This simple post describes what spark SQL is and how to use it. Basic operations concepts are not difficult to grasp.
What is SparkSQL?
- Spark’s interface to work with structured and semistructured data.
How to use SparkSQL?
- Use it inside a Spark application. In pySpark this translates to create a SQLContext based on SparkContext. Code is :
sqlContext = SQLContext(sc)
This is initialization.
What are the objects in Spark SQL?
- DataFrame (previously SchemaRDD)
What is the difference between a DataFrame and a regular RDD?
- DataFrame is also a RDD. Thus, can use map and reduce methods.
- Elements in DataFrame are Rows.
- A row is simply a fixed length of array, wrapped by some more methods.
- A row represent a record.
- A row knows its schema.
- DataFrame has information of the schema — the structure of the data fields.
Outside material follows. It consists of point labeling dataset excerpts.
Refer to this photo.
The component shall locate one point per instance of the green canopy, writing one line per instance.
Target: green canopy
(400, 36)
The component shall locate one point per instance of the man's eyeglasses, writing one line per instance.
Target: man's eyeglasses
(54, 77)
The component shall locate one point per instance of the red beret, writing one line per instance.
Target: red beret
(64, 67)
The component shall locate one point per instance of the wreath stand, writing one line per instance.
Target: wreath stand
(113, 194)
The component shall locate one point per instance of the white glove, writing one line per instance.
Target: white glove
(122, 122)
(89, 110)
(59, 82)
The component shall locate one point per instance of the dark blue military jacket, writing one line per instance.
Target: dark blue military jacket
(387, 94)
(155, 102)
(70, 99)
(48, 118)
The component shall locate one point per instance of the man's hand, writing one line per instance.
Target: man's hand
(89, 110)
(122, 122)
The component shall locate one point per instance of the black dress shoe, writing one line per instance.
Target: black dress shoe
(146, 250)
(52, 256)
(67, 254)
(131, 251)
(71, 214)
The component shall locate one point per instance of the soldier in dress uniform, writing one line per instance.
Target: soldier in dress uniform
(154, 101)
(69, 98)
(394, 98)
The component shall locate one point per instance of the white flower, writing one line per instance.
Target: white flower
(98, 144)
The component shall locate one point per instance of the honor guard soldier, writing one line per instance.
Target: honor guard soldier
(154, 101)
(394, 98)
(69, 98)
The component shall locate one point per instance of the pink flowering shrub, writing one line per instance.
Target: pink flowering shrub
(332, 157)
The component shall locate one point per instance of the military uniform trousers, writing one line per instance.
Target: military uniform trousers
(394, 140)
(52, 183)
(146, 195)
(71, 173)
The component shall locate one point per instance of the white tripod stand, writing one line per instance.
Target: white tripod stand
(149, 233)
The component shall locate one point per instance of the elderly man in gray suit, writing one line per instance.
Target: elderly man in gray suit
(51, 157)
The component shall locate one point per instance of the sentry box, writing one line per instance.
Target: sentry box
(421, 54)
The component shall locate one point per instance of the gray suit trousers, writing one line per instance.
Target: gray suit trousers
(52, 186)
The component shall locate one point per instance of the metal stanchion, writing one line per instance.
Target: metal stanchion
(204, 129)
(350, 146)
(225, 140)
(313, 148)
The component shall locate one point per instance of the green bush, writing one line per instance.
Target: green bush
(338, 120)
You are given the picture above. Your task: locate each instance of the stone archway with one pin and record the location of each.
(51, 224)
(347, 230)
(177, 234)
- A DataFrame provides new methods to run SQL queries on it.
How to run query on SparkSQL?
- First initialize sql context.
- Then create DataFrame.
- Then register the DataFrame as a temporary table. Code in Python:
input = sqlcontext.jsonFile(inputFile) input.registerTempTable("tweets") toptweets = sqlcontext.sql("""SELECT text, retweetCount FROM tweets ORDER BY retweetCount LIMIT 10""")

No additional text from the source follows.